Rupee falls 23 paise to 85.73 against U.S. dollar in early trade

The Indian rupee weakened by 23 paise to reach 85.73 against the U.S. dollar in early trade on Wednesday, April 2, 2025. This decline was primarily driven by rising crude oil prices and escalating concerns over reciprocal tariffs imposed by the U.S. administration. Forex traders noted that the rupee’s weak opening on the first trading session of the fiscal year 2025-26 reflected cautious sentiment among investors, particularly due to apprehensions surrounding U.S. President Donald Trump’s proposed tariff measures.

At the interbank foreign exchange market, the rupee initially opened at 85.65 against the dollar before losing ground to touch 85.73, marking a 23-paise decline from its previous closing level of 85.50 on Friday. The trading session on April 1 remained closed due to the annual account closing of banks, making this the first day of forex market activity for the new fiscal year.

Market analysts attributed the rupee’s depreciation to global economic factors, including a surge in crude oil prices and concerns over trade tensions. Brent crude, the international oil benchmark, saw a slight rise of 0.03% to $74.51 per barrel in futures trading, adding pressure to the rupee. Meanwhile, the U.S. dollar index, which measures the greenback’s strength against a basket of six major currencies, was down 0.06%, trading at 104.19.

A key concern among investors is President Trump’s aggressive stance on trade policies. He has long criticized India and other nations for imposing high tariffs on American goods. His administration is set to introduce a series of reciprocal tariffs starting April 2, a move he has described as “Liberation Day” for the United States. Any imposition of tariffs on Indian exports could exert additional pressure on the rupee, while relief from such measures might provide the currency with much-needed support.

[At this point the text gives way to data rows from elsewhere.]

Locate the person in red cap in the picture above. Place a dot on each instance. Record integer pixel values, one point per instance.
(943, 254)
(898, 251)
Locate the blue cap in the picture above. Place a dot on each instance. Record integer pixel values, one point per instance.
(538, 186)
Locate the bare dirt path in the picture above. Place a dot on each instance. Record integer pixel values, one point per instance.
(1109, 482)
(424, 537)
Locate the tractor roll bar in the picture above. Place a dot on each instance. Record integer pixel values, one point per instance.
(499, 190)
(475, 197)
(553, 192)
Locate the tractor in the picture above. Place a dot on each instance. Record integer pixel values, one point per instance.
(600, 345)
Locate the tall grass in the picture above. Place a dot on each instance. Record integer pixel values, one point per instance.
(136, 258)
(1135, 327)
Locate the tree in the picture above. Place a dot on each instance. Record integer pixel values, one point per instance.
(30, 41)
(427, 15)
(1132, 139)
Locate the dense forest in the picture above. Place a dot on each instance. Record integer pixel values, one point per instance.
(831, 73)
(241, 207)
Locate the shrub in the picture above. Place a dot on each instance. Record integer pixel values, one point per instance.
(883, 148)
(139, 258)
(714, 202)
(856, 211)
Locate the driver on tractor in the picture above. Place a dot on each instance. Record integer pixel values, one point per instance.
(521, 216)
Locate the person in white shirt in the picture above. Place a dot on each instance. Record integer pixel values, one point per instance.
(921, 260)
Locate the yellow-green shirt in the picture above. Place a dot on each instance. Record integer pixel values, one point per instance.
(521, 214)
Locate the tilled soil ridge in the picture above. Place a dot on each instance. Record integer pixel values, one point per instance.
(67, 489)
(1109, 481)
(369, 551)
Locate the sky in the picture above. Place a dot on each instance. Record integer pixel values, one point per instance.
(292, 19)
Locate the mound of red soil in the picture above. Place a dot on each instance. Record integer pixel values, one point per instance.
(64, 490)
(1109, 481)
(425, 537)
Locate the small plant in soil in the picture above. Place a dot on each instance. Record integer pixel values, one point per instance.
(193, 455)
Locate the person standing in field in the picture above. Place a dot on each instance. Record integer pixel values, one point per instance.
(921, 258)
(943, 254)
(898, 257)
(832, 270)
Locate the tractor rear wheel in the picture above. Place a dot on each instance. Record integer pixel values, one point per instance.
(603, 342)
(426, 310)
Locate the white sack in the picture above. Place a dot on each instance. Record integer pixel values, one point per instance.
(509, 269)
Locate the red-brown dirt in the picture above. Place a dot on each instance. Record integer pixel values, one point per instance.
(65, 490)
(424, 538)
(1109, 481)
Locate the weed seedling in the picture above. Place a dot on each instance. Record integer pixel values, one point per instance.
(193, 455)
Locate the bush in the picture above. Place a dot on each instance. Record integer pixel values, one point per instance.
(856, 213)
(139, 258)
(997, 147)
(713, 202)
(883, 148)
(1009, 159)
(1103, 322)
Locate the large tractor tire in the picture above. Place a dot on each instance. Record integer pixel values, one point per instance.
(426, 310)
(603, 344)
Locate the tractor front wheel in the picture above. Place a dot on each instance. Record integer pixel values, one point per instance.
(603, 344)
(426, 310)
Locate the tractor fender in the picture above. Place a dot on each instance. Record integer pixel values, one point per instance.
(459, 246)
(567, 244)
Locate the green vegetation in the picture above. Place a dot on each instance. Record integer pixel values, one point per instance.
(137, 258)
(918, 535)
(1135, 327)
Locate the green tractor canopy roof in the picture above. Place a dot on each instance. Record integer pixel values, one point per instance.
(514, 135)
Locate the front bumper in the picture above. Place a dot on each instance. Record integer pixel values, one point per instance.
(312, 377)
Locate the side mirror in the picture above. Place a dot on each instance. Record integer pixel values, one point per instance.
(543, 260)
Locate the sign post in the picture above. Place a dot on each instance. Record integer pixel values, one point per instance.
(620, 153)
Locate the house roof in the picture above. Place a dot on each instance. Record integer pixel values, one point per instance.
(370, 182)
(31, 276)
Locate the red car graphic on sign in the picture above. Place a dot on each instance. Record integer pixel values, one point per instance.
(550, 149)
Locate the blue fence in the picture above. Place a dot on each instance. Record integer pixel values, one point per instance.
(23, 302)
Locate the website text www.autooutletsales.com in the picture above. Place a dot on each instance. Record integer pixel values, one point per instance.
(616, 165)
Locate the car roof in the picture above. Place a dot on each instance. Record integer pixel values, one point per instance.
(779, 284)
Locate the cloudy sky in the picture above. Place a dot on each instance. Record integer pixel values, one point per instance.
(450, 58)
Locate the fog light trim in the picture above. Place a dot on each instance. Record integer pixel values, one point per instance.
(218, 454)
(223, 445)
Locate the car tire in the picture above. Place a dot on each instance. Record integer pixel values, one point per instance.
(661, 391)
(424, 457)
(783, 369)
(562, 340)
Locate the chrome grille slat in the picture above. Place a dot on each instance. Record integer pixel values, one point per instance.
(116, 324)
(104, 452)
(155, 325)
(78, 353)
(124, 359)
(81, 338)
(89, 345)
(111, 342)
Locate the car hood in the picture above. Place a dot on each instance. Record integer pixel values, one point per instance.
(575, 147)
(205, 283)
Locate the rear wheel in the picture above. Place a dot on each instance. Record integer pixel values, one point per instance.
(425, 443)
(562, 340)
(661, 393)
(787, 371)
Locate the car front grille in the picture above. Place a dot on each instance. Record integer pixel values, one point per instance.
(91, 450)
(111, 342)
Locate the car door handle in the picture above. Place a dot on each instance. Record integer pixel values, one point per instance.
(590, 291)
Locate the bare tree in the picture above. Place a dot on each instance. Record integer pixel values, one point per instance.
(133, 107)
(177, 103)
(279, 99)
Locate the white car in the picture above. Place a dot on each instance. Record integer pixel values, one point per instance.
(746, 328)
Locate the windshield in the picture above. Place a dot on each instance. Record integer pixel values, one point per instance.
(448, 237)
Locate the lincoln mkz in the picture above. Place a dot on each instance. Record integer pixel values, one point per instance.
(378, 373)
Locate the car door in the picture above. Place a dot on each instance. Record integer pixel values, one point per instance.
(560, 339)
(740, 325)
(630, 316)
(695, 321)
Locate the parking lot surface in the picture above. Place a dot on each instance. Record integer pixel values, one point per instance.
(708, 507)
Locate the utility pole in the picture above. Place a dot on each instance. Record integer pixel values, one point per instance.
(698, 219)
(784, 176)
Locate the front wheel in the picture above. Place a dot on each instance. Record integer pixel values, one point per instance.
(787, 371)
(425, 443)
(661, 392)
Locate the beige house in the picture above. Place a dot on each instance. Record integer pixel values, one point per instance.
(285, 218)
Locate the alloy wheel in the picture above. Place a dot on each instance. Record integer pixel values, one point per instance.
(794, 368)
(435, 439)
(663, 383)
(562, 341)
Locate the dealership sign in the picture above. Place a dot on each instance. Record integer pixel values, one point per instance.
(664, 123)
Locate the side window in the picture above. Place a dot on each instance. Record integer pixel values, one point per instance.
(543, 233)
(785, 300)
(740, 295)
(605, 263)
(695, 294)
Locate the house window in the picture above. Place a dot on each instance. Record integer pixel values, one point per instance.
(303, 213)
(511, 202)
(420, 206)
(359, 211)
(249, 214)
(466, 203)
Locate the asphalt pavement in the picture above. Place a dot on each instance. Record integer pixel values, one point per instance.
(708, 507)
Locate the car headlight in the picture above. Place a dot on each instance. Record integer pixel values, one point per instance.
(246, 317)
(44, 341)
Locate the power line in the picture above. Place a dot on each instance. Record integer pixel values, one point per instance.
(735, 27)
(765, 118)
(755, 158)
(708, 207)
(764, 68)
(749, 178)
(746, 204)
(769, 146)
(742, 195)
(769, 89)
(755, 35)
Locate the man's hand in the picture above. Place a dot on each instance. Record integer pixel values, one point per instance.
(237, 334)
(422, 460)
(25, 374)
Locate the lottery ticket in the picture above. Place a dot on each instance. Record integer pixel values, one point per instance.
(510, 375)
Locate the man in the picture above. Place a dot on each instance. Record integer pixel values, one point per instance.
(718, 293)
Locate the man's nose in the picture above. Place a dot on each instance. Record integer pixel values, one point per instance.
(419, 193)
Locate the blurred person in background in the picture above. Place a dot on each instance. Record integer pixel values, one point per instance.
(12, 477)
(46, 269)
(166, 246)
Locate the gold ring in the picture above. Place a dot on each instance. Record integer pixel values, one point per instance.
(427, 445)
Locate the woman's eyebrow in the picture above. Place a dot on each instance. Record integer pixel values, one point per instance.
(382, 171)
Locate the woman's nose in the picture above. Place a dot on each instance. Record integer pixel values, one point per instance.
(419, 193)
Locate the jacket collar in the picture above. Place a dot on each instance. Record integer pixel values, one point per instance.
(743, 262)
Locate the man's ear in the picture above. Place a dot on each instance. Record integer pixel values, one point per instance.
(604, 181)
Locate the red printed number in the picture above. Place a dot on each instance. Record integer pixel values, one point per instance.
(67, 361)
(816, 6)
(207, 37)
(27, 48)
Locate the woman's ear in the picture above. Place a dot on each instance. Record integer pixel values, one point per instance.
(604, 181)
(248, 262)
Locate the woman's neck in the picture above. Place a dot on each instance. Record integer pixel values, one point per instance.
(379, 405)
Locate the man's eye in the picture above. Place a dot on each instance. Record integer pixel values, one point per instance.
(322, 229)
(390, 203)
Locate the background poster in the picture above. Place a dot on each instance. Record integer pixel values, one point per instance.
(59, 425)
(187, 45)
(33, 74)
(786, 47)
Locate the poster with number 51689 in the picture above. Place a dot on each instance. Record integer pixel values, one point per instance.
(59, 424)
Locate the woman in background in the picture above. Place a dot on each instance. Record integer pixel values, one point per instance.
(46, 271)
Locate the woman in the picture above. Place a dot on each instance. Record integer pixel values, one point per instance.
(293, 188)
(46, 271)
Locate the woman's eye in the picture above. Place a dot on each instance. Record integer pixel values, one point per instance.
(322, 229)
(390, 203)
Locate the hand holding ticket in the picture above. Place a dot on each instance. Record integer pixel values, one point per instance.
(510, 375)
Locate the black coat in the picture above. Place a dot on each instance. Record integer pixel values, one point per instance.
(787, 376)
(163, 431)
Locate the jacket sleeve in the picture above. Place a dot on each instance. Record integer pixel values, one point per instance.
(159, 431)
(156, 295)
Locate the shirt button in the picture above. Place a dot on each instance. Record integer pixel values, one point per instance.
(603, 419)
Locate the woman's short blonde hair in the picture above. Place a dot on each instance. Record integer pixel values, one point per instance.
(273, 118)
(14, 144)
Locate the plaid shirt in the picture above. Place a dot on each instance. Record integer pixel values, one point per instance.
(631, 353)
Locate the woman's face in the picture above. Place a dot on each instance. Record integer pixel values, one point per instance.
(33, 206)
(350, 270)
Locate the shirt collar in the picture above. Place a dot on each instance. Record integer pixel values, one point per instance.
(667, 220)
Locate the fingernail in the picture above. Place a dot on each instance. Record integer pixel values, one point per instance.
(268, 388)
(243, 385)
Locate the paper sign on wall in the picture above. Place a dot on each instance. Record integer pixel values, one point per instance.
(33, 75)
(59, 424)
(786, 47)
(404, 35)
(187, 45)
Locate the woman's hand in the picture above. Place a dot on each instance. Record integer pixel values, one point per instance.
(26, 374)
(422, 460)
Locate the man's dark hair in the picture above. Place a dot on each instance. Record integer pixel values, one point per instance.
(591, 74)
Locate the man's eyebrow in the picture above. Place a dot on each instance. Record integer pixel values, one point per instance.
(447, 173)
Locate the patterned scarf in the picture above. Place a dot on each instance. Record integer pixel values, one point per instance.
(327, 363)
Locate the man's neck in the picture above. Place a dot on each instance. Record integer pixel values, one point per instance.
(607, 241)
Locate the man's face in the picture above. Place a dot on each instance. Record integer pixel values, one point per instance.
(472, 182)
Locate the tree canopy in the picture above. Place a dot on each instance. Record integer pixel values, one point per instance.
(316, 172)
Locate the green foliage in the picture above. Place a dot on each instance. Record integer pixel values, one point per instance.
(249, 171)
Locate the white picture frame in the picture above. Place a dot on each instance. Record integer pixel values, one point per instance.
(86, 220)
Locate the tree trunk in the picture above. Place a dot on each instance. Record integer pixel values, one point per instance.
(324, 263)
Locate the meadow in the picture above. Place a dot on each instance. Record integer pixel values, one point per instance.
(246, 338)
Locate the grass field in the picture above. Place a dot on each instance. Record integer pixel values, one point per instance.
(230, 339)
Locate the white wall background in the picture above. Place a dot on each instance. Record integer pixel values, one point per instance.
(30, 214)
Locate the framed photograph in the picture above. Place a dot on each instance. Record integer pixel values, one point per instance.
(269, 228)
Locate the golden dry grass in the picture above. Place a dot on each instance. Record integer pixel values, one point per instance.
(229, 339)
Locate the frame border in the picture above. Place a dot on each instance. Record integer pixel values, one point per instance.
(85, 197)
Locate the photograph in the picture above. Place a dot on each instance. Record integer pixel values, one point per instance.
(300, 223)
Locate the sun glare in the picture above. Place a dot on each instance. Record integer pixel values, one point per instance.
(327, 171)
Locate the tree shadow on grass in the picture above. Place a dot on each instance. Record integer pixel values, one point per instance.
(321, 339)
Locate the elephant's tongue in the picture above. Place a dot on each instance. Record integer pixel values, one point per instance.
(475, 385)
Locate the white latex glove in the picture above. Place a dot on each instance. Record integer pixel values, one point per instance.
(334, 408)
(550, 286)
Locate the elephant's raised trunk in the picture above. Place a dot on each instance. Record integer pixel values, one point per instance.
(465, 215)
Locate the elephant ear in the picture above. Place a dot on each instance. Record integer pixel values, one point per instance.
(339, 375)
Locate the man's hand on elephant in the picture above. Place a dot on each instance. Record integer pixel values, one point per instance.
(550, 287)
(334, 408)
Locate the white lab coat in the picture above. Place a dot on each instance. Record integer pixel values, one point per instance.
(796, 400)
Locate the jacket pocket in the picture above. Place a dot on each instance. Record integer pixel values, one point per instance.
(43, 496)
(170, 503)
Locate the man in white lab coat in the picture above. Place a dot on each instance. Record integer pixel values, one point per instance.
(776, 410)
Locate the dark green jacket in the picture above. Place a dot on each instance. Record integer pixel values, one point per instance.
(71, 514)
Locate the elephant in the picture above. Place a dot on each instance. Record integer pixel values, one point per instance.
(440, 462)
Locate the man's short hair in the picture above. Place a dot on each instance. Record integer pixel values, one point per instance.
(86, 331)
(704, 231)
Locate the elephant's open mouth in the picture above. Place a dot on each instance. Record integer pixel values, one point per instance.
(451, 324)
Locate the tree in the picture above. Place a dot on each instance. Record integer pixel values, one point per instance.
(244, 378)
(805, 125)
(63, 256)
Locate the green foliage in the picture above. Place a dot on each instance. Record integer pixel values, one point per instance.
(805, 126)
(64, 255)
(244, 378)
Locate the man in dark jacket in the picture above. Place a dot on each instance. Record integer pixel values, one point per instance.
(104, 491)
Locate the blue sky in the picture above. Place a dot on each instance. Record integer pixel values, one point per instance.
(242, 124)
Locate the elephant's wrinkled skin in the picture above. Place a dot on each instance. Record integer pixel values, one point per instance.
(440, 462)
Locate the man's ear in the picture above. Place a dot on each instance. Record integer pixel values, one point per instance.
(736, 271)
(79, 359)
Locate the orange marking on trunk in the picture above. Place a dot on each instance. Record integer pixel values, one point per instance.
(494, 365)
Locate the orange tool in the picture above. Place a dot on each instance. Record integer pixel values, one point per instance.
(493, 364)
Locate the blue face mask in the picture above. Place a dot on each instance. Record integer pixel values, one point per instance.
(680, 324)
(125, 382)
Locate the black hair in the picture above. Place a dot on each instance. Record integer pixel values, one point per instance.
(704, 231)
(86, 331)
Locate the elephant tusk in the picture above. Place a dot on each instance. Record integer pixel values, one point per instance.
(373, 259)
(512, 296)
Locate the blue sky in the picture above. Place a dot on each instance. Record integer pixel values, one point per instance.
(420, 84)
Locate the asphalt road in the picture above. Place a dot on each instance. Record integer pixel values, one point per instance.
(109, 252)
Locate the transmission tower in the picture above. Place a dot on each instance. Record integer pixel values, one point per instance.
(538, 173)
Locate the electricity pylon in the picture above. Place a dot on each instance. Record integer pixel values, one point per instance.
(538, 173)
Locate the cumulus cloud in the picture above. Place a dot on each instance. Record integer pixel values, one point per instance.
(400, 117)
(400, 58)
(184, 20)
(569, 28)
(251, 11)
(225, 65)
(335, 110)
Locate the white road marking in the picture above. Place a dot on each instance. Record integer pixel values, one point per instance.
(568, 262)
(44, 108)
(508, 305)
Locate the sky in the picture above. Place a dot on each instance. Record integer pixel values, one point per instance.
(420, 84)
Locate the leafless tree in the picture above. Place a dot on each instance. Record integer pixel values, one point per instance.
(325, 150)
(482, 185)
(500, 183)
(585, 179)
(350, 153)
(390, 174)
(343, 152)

Amit Pabari, MD of CR Forex Advisors, noted that with rising crude prices and ongoing trade concerns, the rupee is expected to find strong support around the 85.50-85.60 levels. However, if the downward pressure persists, the local currency could weaken further towards the 86.00-86.20 range.

On the domestic front, the equity markets showed positive momentum despite the rupee’s weakness. The BSE Sensex rose by 203.90 points, or 0.27%, closing at 76,228.41, while the Nifty 50 index advanced 38.05 points, or 0.16%, ending at 23,203.75. However, foreign institutional investors (FIIs) turned net sellers, offloading equities worth ₹5,901.63 crore on Tuesday, signaling cautious investor sentiment.

Meanwhile, India’s foreign exchange reserves increased by $4.529 billion to reach $658.8 billion for the week ending March 21, as per the Reserve Bank of India (RBI). This marks the third consecutive weekly rise in forex reserves, despite recent declines due to RBI interventions aimed at reducing volatility in the rupee.

With global uncertainties and domestic economic factors influencing the currency’s trajectory, market participants will closely monitor the rupee’s movement in response to geopolitical and trade developments in the coming days.